Shareholders of corporations may transfer, sell, assign, or gift their shares as they see fit, so long as the transfer complies with any shareholder agreements that have been signed. Not all corporations have shareholder agreements in place, but any corporation with multiple shareholders should have a written agreement regarding the transfer of shares. There are some procedures that should be followed when transferring shares of stock within a corporation and, if followed correctly, the transfer will be both legal and final.
Check with your shareholders' agreement. As mentioned in the introduction, many small businesses with multiple owners have a written agreement that will spell out the terms of any share transfer, including a formula to calculate the value of the shares, a restriction on who may own the shares, and any rights of first refusal to purchase the shares. If you have signed a shareholders' agreement, consult it before proceeding.

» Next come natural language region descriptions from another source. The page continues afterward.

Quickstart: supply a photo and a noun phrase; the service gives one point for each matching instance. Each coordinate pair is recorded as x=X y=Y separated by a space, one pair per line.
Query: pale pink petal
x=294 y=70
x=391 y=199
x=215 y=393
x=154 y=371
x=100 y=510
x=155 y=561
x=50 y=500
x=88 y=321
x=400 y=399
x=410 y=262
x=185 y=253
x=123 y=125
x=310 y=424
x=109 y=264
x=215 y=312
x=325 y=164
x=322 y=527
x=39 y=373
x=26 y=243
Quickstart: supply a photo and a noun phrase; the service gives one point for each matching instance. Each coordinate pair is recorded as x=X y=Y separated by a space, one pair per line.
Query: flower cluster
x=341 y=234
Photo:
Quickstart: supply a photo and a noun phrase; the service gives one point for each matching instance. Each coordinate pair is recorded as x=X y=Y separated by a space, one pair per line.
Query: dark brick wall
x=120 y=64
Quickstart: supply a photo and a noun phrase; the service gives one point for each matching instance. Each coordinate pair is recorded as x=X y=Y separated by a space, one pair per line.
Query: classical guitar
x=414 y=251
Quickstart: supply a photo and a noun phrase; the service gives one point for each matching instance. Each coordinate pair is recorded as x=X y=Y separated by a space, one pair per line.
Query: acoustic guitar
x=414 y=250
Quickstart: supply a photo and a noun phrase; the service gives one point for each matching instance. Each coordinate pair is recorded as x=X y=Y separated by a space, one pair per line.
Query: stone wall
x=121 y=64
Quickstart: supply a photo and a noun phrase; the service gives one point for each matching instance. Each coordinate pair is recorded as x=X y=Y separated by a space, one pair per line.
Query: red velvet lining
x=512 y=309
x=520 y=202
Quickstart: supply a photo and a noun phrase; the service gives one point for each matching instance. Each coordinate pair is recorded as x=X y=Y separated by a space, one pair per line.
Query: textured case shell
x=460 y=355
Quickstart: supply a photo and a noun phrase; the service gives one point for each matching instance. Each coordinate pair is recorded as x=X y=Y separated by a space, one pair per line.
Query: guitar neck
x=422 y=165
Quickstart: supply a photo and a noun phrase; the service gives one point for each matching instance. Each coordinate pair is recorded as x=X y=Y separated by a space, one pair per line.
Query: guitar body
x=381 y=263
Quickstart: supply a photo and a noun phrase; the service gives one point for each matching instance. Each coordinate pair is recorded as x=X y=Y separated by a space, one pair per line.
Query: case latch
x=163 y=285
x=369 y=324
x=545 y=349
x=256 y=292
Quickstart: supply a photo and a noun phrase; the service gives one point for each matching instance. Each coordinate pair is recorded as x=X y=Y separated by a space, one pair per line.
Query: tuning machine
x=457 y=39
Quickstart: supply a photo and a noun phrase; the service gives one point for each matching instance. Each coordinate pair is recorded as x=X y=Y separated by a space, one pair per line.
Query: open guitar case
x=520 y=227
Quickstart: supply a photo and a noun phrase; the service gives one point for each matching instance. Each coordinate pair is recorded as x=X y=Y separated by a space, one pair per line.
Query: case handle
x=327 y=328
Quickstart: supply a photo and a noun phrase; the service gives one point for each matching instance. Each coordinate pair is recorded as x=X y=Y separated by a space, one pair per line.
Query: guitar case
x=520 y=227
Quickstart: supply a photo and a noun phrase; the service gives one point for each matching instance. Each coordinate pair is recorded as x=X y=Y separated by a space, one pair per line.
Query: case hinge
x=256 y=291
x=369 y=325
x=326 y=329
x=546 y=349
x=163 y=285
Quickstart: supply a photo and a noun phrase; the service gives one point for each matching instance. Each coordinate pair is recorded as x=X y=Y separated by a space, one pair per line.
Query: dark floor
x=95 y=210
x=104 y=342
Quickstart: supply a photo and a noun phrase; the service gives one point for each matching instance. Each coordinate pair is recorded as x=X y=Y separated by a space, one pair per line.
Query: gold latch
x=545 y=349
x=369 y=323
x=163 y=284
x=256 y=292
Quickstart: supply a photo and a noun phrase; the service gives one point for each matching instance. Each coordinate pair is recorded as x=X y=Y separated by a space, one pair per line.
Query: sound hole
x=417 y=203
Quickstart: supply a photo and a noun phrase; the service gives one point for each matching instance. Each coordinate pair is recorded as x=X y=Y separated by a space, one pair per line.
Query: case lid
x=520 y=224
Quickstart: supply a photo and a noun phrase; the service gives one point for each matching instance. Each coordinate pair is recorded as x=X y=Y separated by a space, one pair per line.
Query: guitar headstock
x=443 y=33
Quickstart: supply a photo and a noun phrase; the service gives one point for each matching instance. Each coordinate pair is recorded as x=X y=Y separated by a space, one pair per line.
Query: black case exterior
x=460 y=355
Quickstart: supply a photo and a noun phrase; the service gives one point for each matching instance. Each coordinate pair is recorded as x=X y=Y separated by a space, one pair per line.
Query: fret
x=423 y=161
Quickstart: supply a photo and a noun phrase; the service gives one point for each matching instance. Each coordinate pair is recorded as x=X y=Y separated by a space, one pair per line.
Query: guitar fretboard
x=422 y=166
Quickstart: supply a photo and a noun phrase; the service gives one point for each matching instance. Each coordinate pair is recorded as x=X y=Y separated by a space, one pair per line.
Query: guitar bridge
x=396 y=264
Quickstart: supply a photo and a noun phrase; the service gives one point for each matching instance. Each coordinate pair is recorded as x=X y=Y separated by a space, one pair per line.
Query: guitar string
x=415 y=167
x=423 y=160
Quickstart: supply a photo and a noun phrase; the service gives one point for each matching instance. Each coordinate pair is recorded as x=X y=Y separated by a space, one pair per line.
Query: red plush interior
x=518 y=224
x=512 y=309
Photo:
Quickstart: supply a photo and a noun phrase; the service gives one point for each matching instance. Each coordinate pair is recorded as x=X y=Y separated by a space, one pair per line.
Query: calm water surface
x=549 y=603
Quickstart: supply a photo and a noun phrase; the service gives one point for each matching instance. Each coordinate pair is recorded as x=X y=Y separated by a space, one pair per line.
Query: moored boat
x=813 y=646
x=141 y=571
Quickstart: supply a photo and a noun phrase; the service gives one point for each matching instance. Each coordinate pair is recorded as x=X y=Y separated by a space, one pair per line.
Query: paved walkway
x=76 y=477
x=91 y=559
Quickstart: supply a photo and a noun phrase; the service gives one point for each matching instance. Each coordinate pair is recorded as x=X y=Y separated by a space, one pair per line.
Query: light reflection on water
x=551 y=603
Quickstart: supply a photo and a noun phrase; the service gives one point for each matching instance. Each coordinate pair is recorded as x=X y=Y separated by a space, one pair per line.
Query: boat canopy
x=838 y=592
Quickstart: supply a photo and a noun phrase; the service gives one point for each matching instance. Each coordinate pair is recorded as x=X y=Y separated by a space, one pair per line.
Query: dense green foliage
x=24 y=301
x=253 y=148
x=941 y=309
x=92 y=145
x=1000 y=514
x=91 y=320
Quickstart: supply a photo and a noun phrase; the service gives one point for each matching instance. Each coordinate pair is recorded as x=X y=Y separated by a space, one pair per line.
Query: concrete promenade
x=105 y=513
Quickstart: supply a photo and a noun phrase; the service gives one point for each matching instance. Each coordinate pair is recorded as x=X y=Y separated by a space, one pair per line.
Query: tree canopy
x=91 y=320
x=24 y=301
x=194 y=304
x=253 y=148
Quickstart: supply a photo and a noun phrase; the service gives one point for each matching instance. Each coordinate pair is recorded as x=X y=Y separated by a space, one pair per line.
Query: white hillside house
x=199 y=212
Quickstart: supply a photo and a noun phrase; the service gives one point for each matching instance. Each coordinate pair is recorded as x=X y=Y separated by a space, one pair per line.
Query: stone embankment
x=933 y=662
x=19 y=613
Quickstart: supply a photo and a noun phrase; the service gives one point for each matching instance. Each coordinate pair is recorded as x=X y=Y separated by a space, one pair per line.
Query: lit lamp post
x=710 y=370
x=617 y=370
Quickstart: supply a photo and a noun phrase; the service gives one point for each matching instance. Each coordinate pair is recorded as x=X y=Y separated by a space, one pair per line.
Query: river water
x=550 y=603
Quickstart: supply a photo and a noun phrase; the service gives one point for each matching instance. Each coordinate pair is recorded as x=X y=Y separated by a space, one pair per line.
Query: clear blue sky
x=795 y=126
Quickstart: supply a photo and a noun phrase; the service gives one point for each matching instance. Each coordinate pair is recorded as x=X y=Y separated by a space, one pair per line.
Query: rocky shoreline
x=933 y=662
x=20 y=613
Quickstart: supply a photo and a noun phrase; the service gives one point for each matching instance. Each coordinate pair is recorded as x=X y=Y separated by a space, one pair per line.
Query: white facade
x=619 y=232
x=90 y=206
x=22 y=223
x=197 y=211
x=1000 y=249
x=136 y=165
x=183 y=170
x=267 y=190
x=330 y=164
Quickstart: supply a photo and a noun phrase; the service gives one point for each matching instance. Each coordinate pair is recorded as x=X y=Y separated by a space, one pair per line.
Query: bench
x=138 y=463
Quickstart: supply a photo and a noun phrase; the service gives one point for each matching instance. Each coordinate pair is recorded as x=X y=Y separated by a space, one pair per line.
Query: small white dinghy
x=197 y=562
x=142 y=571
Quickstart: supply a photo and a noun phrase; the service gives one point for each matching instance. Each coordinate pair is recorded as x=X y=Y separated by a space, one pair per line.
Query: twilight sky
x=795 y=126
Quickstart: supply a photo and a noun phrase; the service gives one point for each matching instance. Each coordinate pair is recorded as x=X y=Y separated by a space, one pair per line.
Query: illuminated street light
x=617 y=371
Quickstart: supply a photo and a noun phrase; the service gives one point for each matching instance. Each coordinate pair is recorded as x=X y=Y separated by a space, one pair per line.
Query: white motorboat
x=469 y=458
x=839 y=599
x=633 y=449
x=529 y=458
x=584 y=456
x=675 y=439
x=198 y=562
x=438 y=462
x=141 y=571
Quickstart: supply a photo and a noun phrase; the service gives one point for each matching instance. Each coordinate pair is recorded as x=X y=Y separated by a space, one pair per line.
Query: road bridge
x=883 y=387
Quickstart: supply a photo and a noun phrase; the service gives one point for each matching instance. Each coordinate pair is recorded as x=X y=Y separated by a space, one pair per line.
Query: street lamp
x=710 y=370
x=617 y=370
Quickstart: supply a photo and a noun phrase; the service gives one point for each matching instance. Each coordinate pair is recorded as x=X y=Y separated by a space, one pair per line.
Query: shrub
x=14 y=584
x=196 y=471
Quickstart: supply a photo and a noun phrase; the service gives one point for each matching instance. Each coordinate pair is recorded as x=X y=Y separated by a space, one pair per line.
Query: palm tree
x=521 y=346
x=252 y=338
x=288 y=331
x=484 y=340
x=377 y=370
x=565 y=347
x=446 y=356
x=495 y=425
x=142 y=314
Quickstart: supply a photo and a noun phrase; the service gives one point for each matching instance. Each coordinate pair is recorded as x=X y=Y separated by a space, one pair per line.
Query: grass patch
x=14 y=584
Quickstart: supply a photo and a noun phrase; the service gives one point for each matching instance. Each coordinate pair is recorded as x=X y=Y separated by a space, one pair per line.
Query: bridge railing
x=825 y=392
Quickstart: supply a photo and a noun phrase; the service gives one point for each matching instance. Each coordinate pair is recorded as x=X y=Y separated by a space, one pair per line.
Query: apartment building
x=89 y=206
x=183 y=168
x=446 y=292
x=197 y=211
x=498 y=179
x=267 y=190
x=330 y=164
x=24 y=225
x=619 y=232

Value the shares. Assuming that there is no shareholders' agreement in place to value the shares automatically, you must assign a realistic value to the shares to comply with IRS gift rules and to ensure that if you were audited there would be no issues with the transaction.
Execute a purchase agreement. A purchase agreement is a legal contract that transfers ownership of an asset, in this case corporate shares, between two parties. Once the purchase agreement has been signed, the share certificates should be updated to reflect the new owner.
Record the transfer on the corporate record books. In addition to changing the title on the share certificates, the corporate record books should also be updated to reflect the change in share ownership by adding an entry to the stock ledger that lists the current shareholders.